Feed efficiency: As is shown in this Table 5, the total means of FCR were from 6.96 to 7.64 and were not significantly different among the treatments. Some reports has shown that feed conversion ratio may be from 6.8 to 7.76 in feedlot calves fed rations including sorghum silage. Restle et al. (1997) fed the steers different roughage: concentrate ratios (70:30 to 40:60) from weaning to slaughter at 14 months of age where the roughages were sorghum silage, chopped sugar cane and oat hay. The feed conversion ratio was 6.8 that are similar to the results of diet VI in this experiment. A feed conversion ratio of 7.76 reported by Valvasori et al. (1998) who studied the performance of sorghum silage based diet in calves.
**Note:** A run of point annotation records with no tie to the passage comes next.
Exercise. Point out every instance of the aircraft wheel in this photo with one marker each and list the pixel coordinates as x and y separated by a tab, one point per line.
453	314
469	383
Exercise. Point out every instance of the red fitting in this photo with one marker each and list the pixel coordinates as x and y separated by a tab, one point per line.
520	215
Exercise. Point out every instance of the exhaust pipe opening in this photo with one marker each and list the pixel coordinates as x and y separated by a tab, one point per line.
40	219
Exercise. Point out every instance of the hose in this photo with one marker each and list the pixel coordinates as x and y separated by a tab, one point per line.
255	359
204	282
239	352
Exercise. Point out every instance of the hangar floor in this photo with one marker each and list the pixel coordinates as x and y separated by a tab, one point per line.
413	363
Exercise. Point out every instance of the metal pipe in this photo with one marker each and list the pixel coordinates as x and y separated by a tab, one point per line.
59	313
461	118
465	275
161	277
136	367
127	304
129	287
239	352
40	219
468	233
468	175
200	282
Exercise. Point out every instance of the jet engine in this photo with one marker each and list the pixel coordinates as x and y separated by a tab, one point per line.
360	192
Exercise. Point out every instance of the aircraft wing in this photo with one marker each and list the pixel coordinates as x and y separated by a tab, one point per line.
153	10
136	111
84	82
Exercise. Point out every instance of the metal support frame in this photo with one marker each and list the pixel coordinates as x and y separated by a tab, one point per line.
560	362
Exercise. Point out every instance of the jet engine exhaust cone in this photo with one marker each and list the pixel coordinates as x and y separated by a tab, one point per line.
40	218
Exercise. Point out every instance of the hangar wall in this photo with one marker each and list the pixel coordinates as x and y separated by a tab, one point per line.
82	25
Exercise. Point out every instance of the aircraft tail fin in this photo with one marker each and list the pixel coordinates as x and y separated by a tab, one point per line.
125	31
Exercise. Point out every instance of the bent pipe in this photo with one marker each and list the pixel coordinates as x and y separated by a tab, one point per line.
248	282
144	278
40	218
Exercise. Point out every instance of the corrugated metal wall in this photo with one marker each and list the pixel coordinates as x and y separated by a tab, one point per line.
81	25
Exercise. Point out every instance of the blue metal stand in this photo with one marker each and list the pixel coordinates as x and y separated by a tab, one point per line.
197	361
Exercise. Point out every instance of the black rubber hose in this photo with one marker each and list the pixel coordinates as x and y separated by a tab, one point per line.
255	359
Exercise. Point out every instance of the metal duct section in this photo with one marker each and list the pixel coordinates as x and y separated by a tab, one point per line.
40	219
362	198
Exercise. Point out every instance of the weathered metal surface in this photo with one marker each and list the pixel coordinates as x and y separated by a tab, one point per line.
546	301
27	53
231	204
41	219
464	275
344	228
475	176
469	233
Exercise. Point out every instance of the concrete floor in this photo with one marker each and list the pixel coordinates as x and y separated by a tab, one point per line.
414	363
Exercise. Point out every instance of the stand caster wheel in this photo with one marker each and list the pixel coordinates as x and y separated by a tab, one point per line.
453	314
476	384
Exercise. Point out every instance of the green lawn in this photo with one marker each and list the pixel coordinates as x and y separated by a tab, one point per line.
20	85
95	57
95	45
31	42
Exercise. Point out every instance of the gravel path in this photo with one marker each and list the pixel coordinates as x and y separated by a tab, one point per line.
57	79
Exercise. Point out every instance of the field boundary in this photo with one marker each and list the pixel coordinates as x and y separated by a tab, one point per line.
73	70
In a feedlot trial from 10 weeks to yearling of Holstein Friesian crossbred male calf fed different amount of concentrate, feed conversion ratio was reported between 6.32 to 6.8 (Somyos, 1992). However, the feed conversion ratio could be affected by the roughage: concentrate ratio, type of the feeds, age and breed type of the animals.
CONCLUSIONS
Substitution of maize silage with sorghum silage at different levels, showed a similar result in feeding of finishing calves and there was no difference in the performance of the animals fed either maize or sorghum silage up to 40% of the total dry mater intake. Therefore inclusion of sorghum into the forage crop farming system allows the farmer to obtain a more economic product, particularly where water is the first limiting factor.